Investors have reacted unevenly to those large capex plans elsewhere in the sector. Googles forecast for $175 billion to $185 billion in capital spending was accepted by markets as the company paired the projection with strong growth in its cloud business. Meta also won investor approval for a plan to spend $115 billion to $135 billion. By contrast, Microsoft experienced downward pressure on its stock after its cloud revenue growth only marginally exceeded estimates.

For Amazon, the cloud business remains central to the companys financial profile. Amazon Web Services - while a smaller share of total revenue, contributing approximately 15% to 20% of sales - produces more than 60% of the company's operating profit. Enterprise demand for AI infrastructure and traditional digital migration workloads has been robust, Amazon said, even as capacity constraints across the industry have limited the firm's ability to fully satisfy that demand.

To address those constraints, Amazon increased investments in the fourth quarter. One notable initiative, an internal AI infrastructure project named Rainier, brought nearly half a million of the company's Trainium2 chips online. The firm said these in-house chips are being deployed primarily to support Anthropic, the maker of the Claude chatbot.
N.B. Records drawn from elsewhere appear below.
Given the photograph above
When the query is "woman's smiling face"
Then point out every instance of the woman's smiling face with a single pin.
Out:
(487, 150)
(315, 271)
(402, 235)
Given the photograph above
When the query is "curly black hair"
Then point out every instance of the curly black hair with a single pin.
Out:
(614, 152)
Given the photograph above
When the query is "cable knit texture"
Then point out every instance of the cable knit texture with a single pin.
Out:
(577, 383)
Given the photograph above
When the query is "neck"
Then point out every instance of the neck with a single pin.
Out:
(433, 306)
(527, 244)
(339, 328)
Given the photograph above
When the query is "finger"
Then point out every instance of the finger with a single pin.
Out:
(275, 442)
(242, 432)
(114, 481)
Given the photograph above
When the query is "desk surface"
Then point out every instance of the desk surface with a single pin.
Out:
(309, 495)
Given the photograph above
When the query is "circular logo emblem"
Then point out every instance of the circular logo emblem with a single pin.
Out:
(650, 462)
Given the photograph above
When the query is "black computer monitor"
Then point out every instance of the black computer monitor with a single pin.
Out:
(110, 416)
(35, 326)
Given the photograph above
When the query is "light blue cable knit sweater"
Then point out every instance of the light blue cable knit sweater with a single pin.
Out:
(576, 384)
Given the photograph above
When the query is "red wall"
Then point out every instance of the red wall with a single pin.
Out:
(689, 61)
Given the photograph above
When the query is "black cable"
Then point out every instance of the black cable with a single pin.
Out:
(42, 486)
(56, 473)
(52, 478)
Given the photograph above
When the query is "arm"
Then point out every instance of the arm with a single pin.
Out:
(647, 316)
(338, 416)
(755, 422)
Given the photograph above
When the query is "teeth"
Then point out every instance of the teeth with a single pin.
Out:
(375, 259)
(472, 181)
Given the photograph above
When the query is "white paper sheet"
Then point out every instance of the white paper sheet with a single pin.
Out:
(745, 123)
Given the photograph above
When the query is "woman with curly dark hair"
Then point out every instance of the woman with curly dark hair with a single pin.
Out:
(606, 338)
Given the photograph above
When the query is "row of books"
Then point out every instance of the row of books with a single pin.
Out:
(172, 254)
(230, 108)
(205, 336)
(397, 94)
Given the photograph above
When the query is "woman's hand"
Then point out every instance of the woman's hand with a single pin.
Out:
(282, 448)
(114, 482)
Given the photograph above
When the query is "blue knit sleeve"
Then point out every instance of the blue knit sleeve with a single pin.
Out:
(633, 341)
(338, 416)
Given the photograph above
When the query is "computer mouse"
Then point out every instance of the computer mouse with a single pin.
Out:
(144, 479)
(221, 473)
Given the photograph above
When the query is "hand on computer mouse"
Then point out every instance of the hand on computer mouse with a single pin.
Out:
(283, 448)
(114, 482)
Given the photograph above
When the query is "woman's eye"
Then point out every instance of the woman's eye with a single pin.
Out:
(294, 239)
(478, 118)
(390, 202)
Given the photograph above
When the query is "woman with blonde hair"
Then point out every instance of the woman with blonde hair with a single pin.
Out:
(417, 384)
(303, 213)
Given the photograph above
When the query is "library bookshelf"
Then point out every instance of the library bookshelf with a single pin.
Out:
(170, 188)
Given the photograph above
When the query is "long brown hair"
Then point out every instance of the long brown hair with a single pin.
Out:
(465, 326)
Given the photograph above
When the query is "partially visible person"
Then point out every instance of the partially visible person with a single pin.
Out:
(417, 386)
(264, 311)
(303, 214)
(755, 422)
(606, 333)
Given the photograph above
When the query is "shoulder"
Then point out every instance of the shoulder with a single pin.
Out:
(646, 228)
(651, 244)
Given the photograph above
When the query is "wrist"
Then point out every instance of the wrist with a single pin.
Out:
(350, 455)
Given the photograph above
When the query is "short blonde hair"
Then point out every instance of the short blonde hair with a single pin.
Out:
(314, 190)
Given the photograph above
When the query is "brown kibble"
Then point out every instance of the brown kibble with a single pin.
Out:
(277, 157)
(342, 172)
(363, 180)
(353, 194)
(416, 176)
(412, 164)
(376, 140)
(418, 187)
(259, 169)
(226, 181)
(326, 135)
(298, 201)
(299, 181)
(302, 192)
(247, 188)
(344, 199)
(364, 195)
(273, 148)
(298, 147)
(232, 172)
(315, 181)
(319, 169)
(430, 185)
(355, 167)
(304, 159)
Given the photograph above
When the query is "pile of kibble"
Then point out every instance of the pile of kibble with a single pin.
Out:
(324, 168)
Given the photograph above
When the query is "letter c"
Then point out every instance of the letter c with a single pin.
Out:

Alongside cloud and AI investments, Amazon continues to allocate capital to its retail operations. The company is expanding its reach into rural U.S. markets, enhancing same-day and next-day delivery capabilities, and intensifying efforts around perishable foods. Strategic moves in retail include widening the Whole Foods footprint and opening a 225,000-square-foot mega-store designed to compete with large-format retailers.


Bottom line: Amazons projection of about $200 billion in 2026 capital spending underscores an industry-wide commitment to AI infrastructure and continued investment in logistics and retail expansion. The company's operating income guidance for the first quarter fell short of estimates, triggering a significant after-hours share decline.

Risks

  • High levels of AI-related capital spending must be matched by operational or financial returns - investors have signaled they may penalize firms if spending does not translate into growth.
  • Industrywide capacity constraints are limiting the ability to meet strong enterprise demand for AI infrastructure and cloud services, potentially slowing revenue realization.
  • Amazons near-term operating income guidance falling below estimates highlights short-term earnings risk tied to elevated investment levels.